A mentalidade especial do delirante paranóico, pronta a sobrevalorizar pequenas coisas, a interpretá-las em conformidade com uma idéia dominante, dirige-se à conduta processual do juiz e das outras partes e, finalmente, à sentença. É fácil que o juiz dê evidência, ao recolher as provas, a uma circunstância contrária aos interesses do paranóico, dirija uma palavra cortês à parte adversa, demonstre, pela cordialidade do tom, ser amigo do seu defensor; é possível que, na necessidade de adaptação de uma norma abstrata a um caso concreto, a lei seja aplicada com equidade, mas não com rigor jurídico; ora o querelômano registra estas pequenas coisas, atribui-lhes um valor excessivo, interpreta-as como manifestações de injustiça, de corrupção.
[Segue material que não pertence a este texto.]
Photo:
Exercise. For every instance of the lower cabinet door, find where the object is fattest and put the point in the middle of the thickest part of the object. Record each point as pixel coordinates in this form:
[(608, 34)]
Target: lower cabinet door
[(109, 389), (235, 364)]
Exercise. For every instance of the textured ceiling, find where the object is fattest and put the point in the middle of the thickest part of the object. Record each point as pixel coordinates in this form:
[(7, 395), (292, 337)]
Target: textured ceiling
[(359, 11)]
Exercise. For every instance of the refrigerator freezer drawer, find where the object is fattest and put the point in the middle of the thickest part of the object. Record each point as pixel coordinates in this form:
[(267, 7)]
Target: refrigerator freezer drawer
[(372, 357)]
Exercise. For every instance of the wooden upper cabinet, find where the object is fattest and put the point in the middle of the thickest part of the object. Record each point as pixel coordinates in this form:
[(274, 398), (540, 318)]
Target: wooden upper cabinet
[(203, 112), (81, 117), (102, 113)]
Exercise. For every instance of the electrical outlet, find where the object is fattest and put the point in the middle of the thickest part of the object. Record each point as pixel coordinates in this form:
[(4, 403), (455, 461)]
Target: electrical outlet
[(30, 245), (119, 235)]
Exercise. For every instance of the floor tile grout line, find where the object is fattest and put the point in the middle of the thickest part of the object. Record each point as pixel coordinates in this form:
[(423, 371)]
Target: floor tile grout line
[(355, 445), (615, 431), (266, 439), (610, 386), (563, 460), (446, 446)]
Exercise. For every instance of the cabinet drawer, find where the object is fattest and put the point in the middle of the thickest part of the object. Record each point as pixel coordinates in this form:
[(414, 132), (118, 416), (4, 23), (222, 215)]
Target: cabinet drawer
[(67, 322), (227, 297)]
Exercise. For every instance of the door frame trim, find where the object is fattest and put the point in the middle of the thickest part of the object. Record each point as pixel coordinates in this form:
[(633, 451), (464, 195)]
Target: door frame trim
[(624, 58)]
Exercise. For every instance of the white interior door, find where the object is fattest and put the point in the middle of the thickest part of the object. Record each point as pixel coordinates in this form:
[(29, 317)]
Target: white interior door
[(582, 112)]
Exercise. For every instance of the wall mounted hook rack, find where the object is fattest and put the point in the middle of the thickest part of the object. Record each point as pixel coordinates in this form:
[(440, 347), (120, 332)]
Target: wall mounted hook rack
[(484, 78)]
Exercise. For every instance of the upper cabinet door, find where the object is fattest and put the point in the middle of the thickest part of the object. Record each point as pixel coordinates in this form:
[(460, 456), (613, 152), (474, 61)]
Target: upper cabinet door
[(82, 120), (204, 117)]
Ao mesmo tempo, ele não tem uma visão exata daquilo que lhe pertence, de maneira que a mais justa das decisões, ainda que lhe seja favorável, parece-lhe uma velhacaria de que foi vítima. E pelo desejo de reagir contra uma injustiça judiciária, inicia-se a sua fastidiosa atividade de querelômano; por conseguinte, o delírio deriva de um insucesso judiciário, real ou inexistente, porque muitas vezes até o êxito favorável de uma causa se transforma, em virtude das desmedidas pretensões, numa derrota.
Estes enfermos ostentam, muitas vezes, um certo saber jurídico, mas é uma simples aparência, porque eles conhecem artigos e parágrafos, sem lhes ter compreendido exatamente o conteúdo.
Os querelômanos surpreendem, muitas vezes, pela limpidez de sua consciência, pela memória intacta, por uma lógica aparentemente impecável, pelo conhecimento da lei, de maneira que podem enganar advogados e juízes, o que, fomentando o seu delírio, cria, ao mesmo tempo, graves perigos à justiça. Mas à medida que o mal se agrava, revelam-se também pelo seu comportamento.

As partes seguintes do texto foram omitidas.